The other things you say -- which I'll spare you the humiliation of re-reading on this blog -- sound even more defensive. You're the Shanghaiist. You probably blog out of an office -- unlike me, I'm blogging in my pajamas right now. You have influence. Act like it.
And here's al-Jazeera's Melissa Chan: "And so The Global Times editors signed off on a piece ostensibly about Charlie Sheen, probably believed there was some merit to the argument for Eastern values, recognised the reality of how business and mistresses are dealt with in China -- and in doing so, published a piece that was also mocking The Global Times itself."
I learned my lesson a while back with Alessandro: don't assume. In this case, don't assume that Chinese people don't "get the joke." And certainly don't conflate, as people are wont to do, the dispassionate and seemingly unbreakable veneer of the authoritarian government that controls China with the people who inhabit this country. It's one thing to say the government doesn't like joshing around -- though didn't Wikileaks show us the goal of international diplomacy for basically every country is to establish as elaborate a facade as possible? -- but it's another to say that the Chinese just don't "get" it.
Alas, I fear if we delve further, we're going to lose some readers. As Thomas Roche of Techyum puts it in a good but sorta roundabout piece: somehow we've reached the stage of "a hoax within a hoax within a hoax." And that's not a good place to be.

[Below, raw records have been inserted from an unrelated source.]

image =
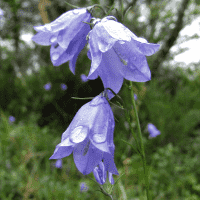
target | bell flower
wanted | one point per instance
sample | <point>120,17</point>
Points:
<point>153,131</point>
<point>66,35</point>
<point>90,137</point>
<point>117,53</point>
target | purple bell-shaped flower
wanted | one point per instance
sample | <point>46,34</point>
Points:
<point>66,35</point>
<point>153,131</point>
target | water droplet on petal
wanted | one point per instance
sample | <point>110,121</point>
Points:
<point>60,38</point>
<point>48,27</point>
<point>121,42</point>
<point>75,11</point>
<point>124,61</point>
<point>99,138</point>
<point>53,39</point>
<point>55,56</point>
<point>78,134</point>
<point>86,148</point>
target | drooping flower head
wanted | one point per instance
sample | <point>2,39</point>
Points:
<point>47,86</point>
<point>153,131</point>
<point>66,35</point>
<point>84,78</point>
<point>117,53</point>
<point>1,12</point>
<point>58,164</point>
<point>90,137</point>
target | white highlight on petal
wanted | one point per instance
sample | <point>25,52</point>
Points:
<point>53,39</point>
<point>55,56</point>
<point>78,134</point>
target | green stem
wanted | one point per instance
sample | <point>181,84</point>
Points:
<point>141,143</point>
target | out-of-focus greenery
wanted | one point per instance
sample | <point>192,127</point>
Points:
<point>171,101</point>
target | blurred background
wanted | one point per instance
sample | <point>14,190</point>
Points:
<point>36,105</point>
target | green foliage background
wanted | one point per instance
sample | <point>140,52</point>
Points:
<point>171,101</point>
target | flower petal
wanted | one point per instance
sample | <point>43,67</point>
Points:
<point>61,151</point>
<point>86,162</point>
<point>44,38</point>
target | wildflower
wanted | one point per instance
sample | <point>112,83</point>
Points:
<point>63,86</point>
<point>100,174</point>
<point>47,86</point>
<point>117,53</point>
<point>83,187</point>
<point>58,164</point>
<point>11,119</point>
<point>66,35</point>
<point>90,137</point>
<point>153,131</point>
<point>84,78</point>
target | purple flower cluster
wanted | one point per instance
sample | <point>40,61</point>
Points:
<point>116,54</point>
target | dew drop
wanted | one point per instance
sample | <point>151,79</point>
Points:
<point>121,42</point>
<point>48,27</point>
<point>75,11</point>
<point>60,38</point>
<point>53,39</point>
<point>55,56</point>
<point>86,148</point>
<point>124,61</point>
<point>99,138</point>
<point>78,134</point>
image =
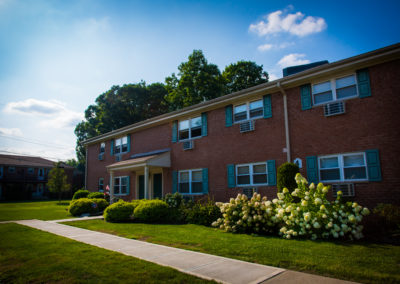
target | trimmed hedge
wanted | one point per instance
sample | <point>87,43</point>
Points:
<point>82,193</point>
<point>120,211</point>
<point>87,206</point>
<point>152,211</point>
<point>96,195</point>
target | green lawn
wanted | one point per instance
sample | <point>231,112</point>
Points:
<point>358,261</point>
<point>42,210</point>
<point>32,256</point>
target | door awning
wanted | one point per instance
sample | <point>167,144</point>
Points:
<point>161,160</point>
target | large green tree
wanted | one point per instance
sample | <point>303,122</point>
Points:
<point>58,180</point>
<point>242,75</point>
<point>118,107</point>
<point>197,81</point>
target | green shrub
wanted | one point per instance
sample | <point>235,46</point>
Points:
<point>286,176</point>
<point>82,193</point>
<point>120,211</point>
<point>87,206</point>
<point>152,211</point>
<point>96,195</point>
<point>390,215</point>
<point>203,214</point>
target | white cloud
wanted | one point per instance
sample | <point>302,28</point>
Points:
<point>296,24</point>
<point>292,60</point>
<point>11,131</point>
<point>51,113</point>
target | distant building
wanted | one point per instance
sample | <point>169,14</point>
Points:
<point>338,121</point>
<point>24,177</point>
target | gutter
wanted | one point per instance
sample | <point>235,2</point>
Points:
<point>285,114</point>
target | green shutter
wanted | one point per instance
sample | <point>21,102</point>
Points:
<point>129,142</point>
<point>174,181</point>
<point>231,176</point>
<point>364,88</point>
<point>373,164</point>
<point>312,169</point>
<point>112,147</point>
<point>128,183</point>
<point>174,131</point>
<point>267,106</point>
<point>204,124</point>
<point>305,92</point>
<point>228,116</point>
<point>205,181</point>
<point>271,169</point>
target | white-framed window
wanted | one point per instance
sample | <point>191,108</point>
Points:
<point>335,89</point>
<point>101,185</point>
<point>121,185</point>
<point>190,181</point>
<point>102,147</point>
<point>121,145</point>
<point>190,128</point>
<point>248,110</point>
<point>343,167</point>
<point>251,174</point>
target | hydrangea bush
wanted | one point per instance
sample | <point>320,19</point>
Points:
<point>314,216</point>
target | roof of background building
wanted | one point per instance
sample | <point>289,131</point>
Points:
<point>28,161</point>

Try as I might, I can't really angry at any one person. But I'm going to use Melissa as an illustrative case here. The target of the satire was not the U.S. It wasn't China, really. It was ... you ready for this, Melissa Chan? ... YOU! (I'm channeling the spirit of Time, please excuse me.) YOU, Melissa Chan! I think balloons are falling from the rafters! Confetti is rocketing up to meet them in starbursts of color! The lights are flashing, Melissa, the lights, the hot lights of fame and glory!!! You are winning!